# Recommend a good tenoning jig?



## jeffshead (May 6, 2011)

I've been reading reviews of all of the sub $150 tenoning jigs and I'm not sure which one to buy.

I made my mind up on the WoodRiver one that WoodCraft sells but when I got it home, I discovered the machining was not true which resulted in the thing rocking on my saw table. I'm going to take it back and test another one while I'm in the store.

I read that many of the other brands have the same problem.

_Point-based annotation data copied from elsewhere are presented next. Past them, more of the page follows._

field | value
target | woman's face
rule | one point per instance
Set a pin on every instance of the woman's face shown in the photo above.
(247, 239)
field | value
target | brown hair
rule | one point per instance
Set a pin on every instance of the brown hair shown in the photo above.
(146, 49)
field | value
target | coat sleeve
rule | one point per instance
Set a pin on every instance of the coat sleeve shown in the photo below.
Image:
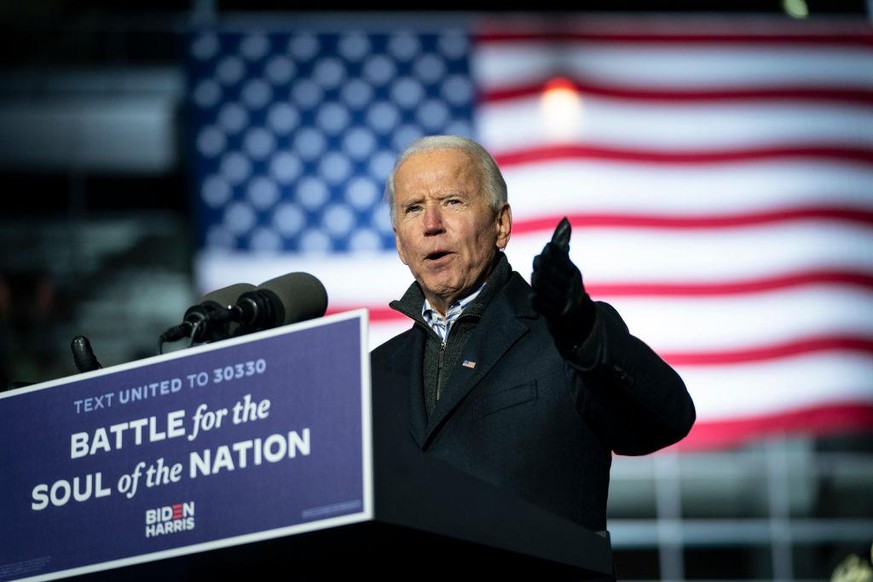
(631, 397)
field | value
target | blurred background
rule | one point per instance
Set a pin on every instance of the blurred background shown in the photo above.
(715, 159)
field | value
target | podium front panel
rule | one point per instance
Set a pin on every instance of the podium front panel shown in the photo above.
(217, 445)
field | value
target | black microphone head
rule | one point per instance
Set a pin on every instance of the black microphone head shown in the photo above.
(302, 296)
(286, 299)
(226, 296)
(210, 319)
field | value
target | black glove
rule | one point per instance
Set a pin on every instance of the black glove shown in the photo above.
(558, 292)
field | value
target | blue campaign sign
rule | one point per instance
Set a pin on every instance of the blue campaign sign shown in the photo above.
(249, 438)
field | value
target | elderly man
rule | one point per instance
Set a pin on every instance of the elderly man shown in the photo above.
(530, 387)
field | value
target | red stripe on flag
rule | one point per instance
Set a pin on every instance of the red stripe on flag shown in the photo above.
(774, 351)
(708, 222)
(814, 421)
(509, 159)
(650, 94)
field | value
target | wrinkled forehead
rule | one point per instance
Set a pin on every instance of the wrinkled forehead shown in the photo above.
(443, 168)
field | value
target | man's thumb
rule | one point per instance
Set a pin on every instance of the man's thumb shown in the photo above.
(561, 236)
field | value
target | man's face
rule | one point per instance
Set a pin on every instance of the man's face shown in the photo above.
(446, 232)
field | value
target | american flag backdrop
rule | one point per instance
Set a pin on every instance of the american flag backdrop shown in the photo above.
(718, 173)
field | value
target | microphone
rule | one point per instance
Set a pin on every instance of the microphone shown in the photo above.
(287, 299)
(209, 320)
(83, 354)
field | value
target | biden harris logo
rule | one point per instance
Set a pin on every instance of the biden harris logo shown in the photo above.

Can someone recommend a decent one, from experience?


----------



## woodnthings (Jan 24, 2009)

*make one?*

There are a bunch of jigs on the net, and You Tube and also here WWT.
I made this one which uses the fence as the locator reference.
Read further to find an even better modification. BTW I have a high $$ Powermatic jig on my shelf that has not been used...yet. :blink: bill
http://www.woodworkingtalk.com/f27/tenoning-jig-modified-15905/


----------



## jeffshead (May 6, 2011)

woodnthings said:


> bunch of jigs on the net, and You Tube and also here WWT


Yea, I know. I've been reading all of the reviews and it seems all of the jigs are made oversees and many of them are not machined flat. That's why I asked for a recommendation that's based on personal experience. I'm trying to avoid return shipping charges and I really wanted to avoid making one.


----------



## rrich (Jun 24, 2009)

I have the jig from Woodcraft.

Underwhelming to say the least.

I chose mine based on price. The Delta for $20 more (at the time) would have been a much better choice.

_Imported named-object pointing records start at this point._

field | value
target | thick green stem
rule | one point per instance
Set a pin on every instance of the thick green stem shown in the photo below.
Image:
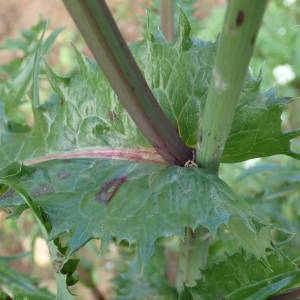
(193, 256)
(240, 28)
(167, 18)
(112, 54)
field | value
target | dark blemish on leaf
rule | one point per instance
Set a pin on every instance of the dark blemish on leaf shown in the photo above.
(7, 195)
(43, 190)
(111, 115)
(63, 175)
(109, 189)
(240, 18)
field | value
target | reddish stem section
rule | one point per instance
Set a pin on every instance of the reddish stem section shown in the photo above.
(137, 155)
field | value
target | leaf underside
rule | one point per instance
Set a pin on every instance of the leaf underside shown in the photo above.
(84, 113)
(86, 198)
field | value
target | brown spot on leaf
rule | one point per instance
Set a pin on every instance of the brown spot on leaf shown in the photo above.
(109, 189)
(63, 175)
(240, 18)
(7, 195)
(43, 190)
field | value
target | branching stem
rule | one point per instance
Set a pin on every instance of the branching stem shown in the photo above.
(241, 25)
(112, 54)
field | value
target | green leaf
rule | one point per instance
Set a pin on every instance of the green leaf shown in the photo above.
(17, 285)
(131, 283)
(88, 199)
(239, 277)
(84, 113)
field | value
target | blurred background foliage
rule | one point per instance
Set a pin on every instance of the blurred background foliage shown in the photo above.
(271, 185)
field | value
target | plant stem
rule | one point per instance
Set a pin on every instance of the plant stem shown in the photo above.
(240, 28)
(112, 54)
(241, 24)
(134, 155)
(167, 18)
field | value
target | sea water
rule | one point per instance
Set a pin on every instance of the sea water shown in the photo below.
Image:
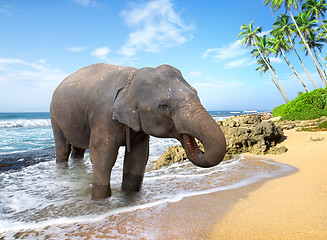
(34, 192)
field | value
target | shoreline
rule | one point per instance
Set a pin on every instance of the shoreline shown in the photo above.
(292, 207)
(289, 207)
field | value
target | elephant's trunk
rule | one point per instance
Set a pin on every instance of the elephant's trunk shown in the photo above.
(197, 123)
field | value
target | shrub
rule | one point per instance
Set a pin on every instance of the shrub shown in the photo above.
(309, 105)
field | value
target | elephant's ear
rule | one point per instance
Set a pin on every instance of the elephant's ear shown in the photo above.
(124, 112)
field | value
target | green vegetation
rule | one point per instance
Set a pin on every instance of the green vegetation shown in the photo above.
(321, 127)
(308, 105)
(308, 27)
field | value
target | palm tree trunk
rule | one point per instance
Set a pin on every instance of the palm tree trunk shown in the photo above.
(277, 86)
(292, 68)
(307, 46)
(272, 72)
(322, 23)
(321, 58)
(301, 62)
(320, 64)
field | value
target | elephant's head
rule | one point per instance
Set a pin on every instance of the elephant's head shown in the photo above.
(161, 103)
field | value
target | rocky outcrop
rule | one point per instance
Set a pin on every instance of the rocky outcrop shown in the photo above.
(298, 124)
(250, 133)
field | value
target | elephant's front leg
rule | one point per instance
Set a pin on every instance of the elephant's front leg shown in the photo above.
(103, 154)
(134, 165)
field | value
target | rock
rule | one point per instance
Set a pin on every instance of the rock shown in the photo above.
(249, 133)
(172, 155)
(299, 125)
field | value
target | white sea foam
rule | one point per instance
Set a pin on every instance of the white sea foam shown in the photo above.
(251, 111)
(43, 195)
(20, 123)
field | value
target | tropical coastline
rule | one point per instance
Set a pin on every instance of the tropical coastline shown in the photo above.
(291, 205)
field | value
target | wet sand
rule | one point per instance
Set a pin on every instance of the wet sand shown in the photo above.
(293, 207)
(290, 207)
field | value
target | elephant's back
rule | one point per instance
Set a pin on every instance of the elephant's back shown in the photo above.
(90, 76)
(91, 83)
(87, 94)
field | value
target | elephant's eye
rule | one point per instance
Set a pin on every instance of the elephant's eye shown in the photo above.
(164, 106)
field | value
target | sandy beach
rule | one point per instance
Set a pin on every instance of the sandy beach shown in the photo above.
(293, 207)
(290, 207)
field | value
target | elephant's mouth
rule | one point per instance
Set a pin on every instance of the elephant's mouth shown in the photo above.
(191, 147)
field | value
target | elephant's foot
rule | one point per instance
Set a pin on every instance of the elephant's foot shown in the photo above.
(100, 191)
(132, 182)
(77, 153)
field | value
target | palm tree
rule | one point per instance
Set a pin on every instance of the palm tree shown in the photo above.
(322, 27)
(307, 27)
(250, 37)
(262, 51)
(276, 4)
(284, 27)
(263, 67)
(280, 46)
(315, 43)
(316, 9)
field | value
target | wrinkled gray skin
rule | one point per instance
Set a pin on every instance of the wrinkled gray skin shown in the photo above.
(91, 108)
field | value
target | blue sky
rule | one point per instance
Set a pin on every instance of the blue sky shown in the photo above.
(44, 41)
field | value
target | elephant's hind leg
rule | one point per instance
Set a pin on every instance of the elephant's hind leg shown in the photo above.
(77, 153)
(134, 165)
(63, 147)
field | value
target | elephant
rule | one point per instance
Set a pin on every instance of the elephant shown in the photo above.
(102, 107)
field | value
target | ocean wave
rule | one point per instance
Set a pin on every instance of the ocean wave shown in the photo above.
(25, 123)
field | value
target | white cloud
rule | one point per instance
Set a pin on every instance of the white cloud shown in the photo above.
(195, 74)
(219, 84)
(230, 51)
(243, 62)
(101, 52)
(275, 60)
(31, 74)
(232, 55)
(27, 86)
(76, 49)
(85, 3)
(157, 25)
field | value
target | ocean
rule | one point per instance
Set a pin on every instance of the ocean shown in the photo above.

There are many plans out there for jigs that ride on your fence. These seem to be a better solution. Although these home built only allow for a single axis of tilting, the saw blade can be tilted to achieve the compound tilting. With my Woodcraft jig, I only use it in 90° mode and tilt the blade when needed.


----------



## mdntrdr (Dec 22, 2009)

Make your own... or spend the money. :smile:


----------



## woodnthings (Jan 24, 2009)

*Grizzly tools "usually" are great quality*

You made have some difficulty finding a Made in USA tenon jig these days. If you have any issue with a Grizzly tool their CS is very good about replacing. Consider this one: http://www.grizzly.com/catalog/2011/Main/14

This is the one I have, it's currently unavaialbe, but others are shown here:
Amazon.com: Powermatic 6284600 Tenoning Jig: Home Improvement


Available here: http://www.toolbarn.com/powermatic-708295.html


----------



## ACP (Jan 24, 2009)

I have the old Woodcraft which is like the Grizzly model. It works like it's supposed to. It's heavy, although I'm sure they all are. Woodcraft changed their jig to the gray one, which is the one I assume you got. I don't think I'd pay full price for one. Mine was on clearance and was a steal, otherwise I would have probably made one.


----------



## rrich (Jun 24, 2009)

Mine is exactly like the Grizzly one. My biggest complaint is the play in the threads. It's almost "OK, I have it set. Quick get the welder out!"


----------



## sawdustfactory (Jan 30, 2011)

I've got a Delta. Works great. No problems.


----------



## Brink (Nov 22, 2010)

sawdustfactory said:


> I've got a Delta. Works great. No problems.


Same here


----------



## jeffshead (May 6, 2011)

woodnthings said:


> This is the one I have, it's currently unavaialbe, but others are shown here:
> Amazon.com: Powermatic 6284600 Tenoning Jig: Home Improvement
> Available here: http://www.toolbarn.com/powermatic-708295.html


Thanks for the info.



mdntrdr said:


> Make your own... or spend the money. :smile:


Spend the money on what? None of them cost more than the Delta but it's not rated very well.



ACP said:


> Woodcraft changed their jig to the gray one, which is the one I assume you got.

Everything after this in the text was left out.